Contrary to numbers released by the U.S. Census Bureau on Sept. 12, researchers at the University of Chicago Harris School of Public Policy and the University of Notre Dame find that poverty has fallen sharply in the U.S. in recent decades. The U.S. Census Bureau’s annual income-based poverty report provides data that inform a range of policies and issues affecting Americans from taxes to immigration to trade policy.
This year’s report estimates poverty in the U.S. to be 12.7 percent for 2016, which is very close to the rate in 1980, suggesting little progress or change in the fight against poverty.
However, the official poverty measure is flawed, according to Bruce Meyer, the McCormick Foundation Professor at the University of Chicago Harris School of Public Policy and James Sullivan, the Rev. Thomas J. McDonagh, C.S.C. Associate Professor of Economics at Notre Dame. According to Meyer, income statistics have become increasingly inaccurate over time and consumption more accurately reflects well-being.

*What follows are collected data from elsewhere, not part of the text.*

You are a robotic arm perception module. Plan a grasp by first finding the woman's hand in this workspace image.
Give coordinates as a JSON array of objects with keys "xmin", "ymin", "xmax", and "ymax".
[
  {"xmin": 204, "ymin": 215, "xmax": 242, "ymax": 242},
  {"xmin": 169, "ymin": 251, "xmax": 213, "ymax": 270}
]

Based on years of research, Meyer and Sullivan on Tuesday published alternative, consumption-based estimates in the inaugural University of Chicago/University of Notre Dame Consumption Poverty Report. The report shows that between 1960 and 2016, consumption poverty fell by 27 percentage points. Changes in tax policy, the researchers said, contributed to the decline in poverty, along with Social Security and other transfer programs.
“Many factors that are critical components of well-being, such as home ownership, car ownership, and the ability to borrow and save, are much better captured by consumption than income,” Meyer said. “Our research has shown that consumption-based poverty is more highly associated with other measures of family deprivation.”
Meyer and Sullivan analyzed more than 50 years of data from the Bureau of Labor Statistics’ Consumer Expenditure Survey for their report. Looking at poverty patterns in the U.S. from the early 1960s to 2016, the researchers found contradictory results to studies that have shown little improvement in poverty over time or that antipoverty measures have been ineffective.
“Relying on the official poverty rate, many have concluded that we have lost the ‘War on Poverty,’ but improved measures of poverty show that we have actually made tremendous progress,” Sullivan said.
Meyer and Sullivan plan to release an updated Consumption-Based Poverty report on an annual basis to coincide with the Census Bureau’s report. They are in the process of setting up an online tool to make this information readily available.